Label Anything: Multi-Class Few-Shot Semantic Segmentation with Visual Prompts
- URL: http://arxiv.org/abs/2407.02075v1
- Date: Tue, 2 Jul 2024 09:08:06 GMT
- Title: Label Anything: Multi-Class Few-Shot Semantic Segmentation with Visual Prompts
- Authors: Pasquale De Marinis, Nicola Fanelli, Raffaele Scaringi, Emanuele Colonna, Giuseppe Fiameni, Gennaro Vessio, Giovanna Castellano,
- Abstract summary: We present Label Anything, an innovative neural network architecture designed for few-shot semantic segmentation (FSS)
Label Anything demonstrates remarkable generalizability across multiple classes with minimal examples required per class.
Our comprehensive experimental validation, particularly achieving state-of-the-art results on the COCO-$20i$ benchmark, underscores Label Anything's robust generalization and flexibility.
- Score: 10.262029691744921
- License: http://creativecommons.org/licenses/by/4.0/
- Abstract: We present Label Anything, an innovative neural network architecture designed for few-shot semantic segmentation (FSS) that demonstrates remarkable generalizability across multiple classes with minimal examples required per class.
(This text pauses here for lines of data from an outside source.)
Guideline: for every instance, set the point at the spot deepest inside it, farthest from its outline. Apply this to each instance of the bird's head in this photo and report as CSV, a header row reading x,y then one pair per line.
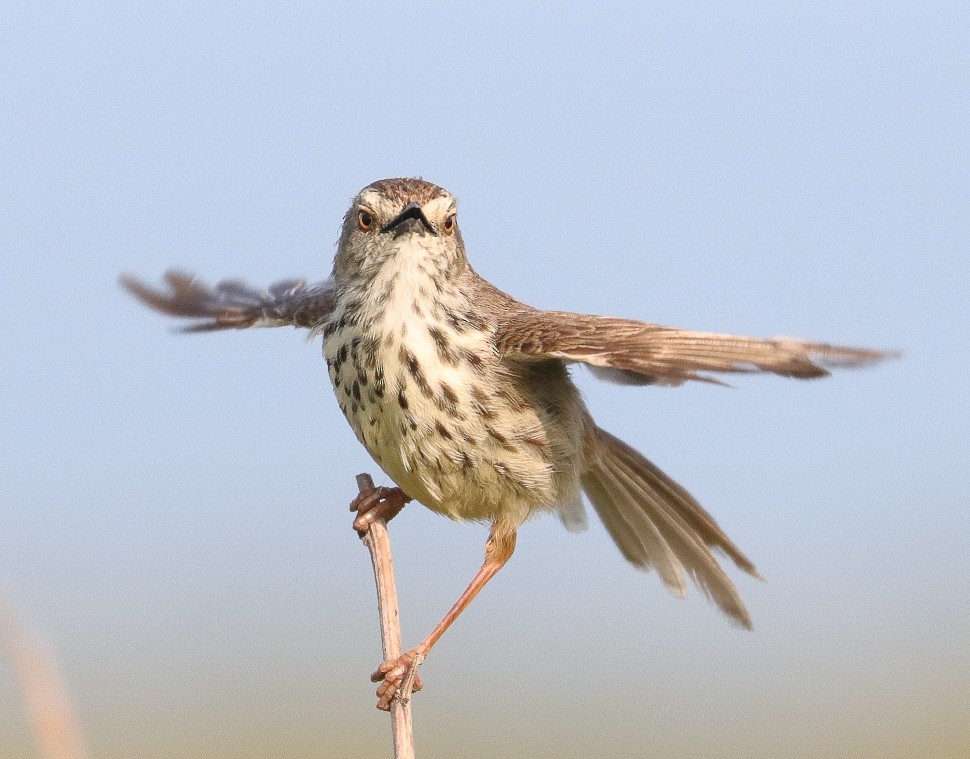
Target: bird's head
x,y
405,224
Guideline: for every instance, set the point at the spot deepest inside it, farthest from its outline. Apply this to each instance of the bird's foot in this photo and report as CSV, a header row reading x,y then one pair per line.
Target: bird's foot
x,y
378,503
398,679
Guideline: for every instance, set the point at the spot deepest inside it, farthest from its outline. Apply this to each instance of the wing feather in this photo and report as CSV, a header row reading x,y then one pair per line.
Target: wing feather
x,y
232,304
640,353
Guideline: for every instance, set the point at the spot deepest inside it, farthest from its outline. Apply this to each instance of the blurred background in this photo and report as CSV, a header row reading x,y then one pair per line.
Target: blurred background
x,y
174,515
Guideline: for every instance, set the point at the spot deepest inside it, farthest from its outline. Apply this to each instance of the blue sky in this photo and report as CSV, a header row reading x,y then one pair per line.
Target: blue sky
x,y
175,507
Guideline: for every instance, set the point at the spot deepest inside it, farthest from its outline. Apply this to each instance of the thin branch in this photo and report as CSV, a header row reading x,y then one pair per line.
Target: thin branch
x,y
378,542
55,726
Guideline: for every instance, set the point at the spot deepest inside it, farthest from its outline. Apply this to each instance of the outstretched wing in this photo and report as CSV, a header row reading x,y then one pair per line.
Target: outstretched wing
x,y
635,352
234,305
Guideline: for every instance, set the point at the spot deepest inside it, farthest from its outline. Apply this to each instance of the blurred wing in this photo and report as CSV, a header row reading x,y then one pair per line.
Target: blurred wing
x,y
235,305
633,352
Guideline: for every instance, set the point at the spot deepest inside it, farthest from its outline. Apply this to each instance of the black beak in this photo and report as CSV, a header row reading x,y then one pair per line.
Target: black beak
x,y
412,211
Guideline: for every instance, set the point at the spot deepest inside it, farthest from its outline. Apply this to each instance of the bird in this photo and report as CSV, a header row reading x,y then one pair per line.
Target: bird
x,y
463,396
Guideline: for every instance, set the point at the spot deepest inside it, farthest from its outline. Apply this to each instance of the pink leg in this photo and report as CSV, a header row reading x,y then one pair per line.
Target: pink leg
x,y
498,550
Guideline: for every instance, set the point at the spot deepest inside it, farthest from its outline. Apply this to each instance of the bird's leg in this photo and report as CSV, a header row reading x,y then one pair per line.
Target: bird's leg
x,y
498,550
378,503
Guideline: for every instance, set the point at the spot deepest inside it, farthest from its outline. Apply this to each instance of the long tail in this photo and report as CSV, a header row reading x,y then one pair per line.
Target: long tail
x,y
656,523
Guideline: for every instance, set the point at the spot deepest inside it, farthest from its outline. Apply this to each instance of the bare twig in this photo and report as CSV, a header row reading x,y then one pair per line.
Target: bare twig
x,y
378,542
56,729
Diverging from traditional FSS methods that predominantly rely on masks for annotating support images, Label Anything introduces varied visual prompts -- points, bounding boxes, and masks -- thereby enhancing the framework's versatility and adaptability. Unique to our approach, Label Anything is engineered for end-to-end training across multi-class FSS scenarios, efficiently learning from diverse support set configurations without retraining. This approach enables a "universal" application to various FSS challenges, ranging from $1$-way $1$-shot to complex $N$-way $K$-shot configurations while remaining agnostic to the specific number of class examples. This innovative training strategy reduces computational requirements and substantially improves the model's adaptability and generalization across diverse segmentation tasks. Our comprehensive experimental validation, particularly achieving state-of-the-art results on the COCO-$20^i$ benchmark, underscores Label Anything's robust generalization and flexibility. The source code is publicly available at: https://github.com/pasqualedem/LabelAnything.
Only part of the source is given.